Strikes are therefore “extremely unlikely” to stop the group’s Red Sea attacks, Ms. Porter said.

“The Houthis are very comfortable operating in a wartime environment,” she said. “They are more successful as a military group than they are as a government.”

The strikes could also help the Houthis with domestic politics, providing “another ‘foreign enemy’ pretext to distract the public from their failing rebel governance that does not deliver services,” said Ibrahim Jalal, a Yemeni nonresident scholar at the Middle East Institute, a Washington-based research organization.

Some American allies in the region, including Qatar and Oman, had privately warned the United States that bombing the Houthis would only deepen regional tensions.

But U.S. officials and those from allied Western governments said the Houthis’ continuing attacks left them with little choice but to respond.
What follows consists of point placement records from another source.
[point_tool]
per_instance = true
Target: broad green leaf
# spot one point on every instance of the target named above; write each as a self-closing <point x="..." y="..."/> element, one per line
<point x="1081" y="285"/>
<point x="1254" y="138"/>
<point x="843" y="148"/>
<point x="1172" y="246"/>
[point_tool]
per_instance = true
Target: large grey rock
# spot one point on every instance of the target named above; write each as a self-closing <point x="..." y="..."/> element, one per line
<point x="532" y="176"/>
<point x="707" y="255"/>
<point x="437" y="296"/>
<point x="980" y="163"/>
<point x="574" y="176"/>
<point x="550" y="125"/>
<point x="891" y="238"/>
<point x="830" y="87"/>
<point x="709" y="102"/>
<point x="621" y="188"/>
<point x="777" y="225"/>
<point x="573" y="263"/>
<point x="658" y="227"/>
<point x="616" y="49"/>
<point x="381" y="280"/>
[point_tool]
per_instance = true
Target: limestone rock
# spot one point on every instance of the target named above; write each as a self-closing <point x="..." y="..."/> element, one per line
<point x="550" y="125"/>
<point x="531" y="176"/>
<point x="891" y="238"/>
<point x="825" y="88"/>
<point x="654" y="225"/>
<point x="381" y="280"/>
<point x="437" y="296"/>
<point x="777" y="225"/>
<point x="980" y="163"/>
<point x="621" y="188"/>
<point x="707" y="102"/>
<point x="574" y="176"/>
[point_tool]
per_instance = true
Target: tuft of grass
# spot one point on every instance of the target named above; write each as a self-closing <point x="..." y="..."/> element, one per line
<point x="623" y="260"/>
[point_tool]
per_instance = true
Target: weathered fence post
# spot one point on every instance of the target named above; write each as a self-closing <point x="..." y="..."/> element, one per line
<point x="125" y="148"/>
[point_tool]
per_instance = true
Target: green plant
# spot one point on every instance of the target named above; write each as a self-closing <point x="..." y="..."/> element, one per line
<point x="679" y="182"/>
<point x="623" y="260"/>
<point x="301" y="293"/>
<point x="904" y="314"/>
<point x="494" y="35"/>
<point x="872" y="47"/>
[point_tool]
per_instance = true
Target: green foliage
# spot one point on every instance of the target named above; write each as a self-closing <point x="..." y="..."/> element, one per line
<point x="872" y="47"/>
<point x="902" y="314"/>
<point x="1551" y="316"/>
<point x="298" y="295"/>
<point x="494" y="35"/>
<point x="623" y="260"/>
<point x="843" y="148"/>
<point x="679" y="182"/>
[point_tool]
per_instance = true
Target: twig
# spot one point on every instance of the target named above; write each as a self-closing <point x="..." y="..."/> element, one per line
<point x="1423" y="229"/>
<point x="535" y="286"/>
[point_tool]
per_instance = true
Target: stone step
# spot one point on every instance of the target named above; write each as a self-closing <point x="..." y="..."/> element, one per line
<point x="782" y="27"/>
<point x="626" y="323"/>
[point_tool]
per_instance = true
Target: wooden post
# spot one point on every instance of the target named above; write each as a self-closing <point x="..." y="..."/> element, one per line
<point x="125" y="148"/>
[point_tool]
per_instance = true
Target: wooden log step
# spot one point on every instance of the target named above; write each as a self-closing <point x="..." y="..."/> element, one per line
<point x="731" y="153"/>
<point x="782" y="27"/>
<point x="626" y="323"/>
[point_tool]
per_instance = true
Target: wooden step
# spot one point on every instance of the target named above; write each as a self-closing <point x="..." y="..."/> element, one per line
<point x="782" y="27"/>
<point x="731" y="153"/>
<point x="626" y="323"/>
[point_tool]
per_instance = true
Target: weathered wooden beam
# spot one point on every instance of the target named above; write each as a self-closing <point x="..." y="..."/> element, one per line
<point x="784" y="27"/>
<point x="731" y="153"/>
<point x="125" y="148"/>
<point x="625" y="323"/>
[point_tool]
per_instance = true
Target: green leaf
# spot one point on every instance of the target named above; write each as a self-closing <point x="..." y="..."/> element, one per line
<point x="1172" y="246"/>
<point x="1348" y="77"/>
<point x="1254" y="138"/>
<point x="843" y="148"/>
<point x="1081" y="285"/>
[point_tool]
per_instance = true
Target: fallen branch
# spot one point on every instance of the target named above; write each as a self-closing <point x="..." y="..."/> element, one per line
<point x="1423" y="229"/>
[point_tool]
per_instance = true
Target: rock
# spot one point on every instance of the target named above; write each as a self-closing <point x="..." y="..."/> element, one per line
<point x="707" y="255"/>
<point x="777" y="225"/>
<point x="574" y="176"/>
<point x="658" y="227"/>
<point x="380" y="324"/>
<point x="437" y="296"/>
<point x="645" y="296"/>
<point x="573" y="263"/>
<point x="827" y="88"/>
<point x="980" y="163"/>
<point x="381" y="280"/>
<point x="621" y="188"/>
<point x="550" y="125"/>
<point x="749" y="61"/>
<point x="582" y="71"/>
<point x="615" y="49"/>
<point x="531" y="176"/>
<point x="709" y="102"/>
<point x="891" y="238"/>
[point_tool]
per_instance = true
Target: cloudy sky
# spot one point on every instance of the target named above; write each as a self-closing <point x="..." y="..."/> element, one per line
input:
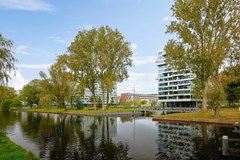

Pentagon officials said that they were still assessing whether the strikes were successful, and emphasized that they had sought to avoid any civilian casualties. A Houthi military spokesman said that five of the group’s fighters had been killed.

Still, for Yemenis living under Houthi control, the bombardment was a reminder of years of airstrikes by the Saudi-led coalition, many of which were carried out with American weapons and assistance.

Ali Abdullah Al-Sunaidar, a Yemeni photojournalist who lives in the old city of the Sana, said his family was “terrified and anxious.” They opened the windows as soon as the strikes began, knowing from experience that nearby bombings can damage old mud-brick dwellings if the windows are closed.

“We hope that the war in general will end once and for all,” said Mr. Al-Sunaidar, the father of 2-year-old twin girls. “We’ve been living in tension, dread, and horror for the last nine years.”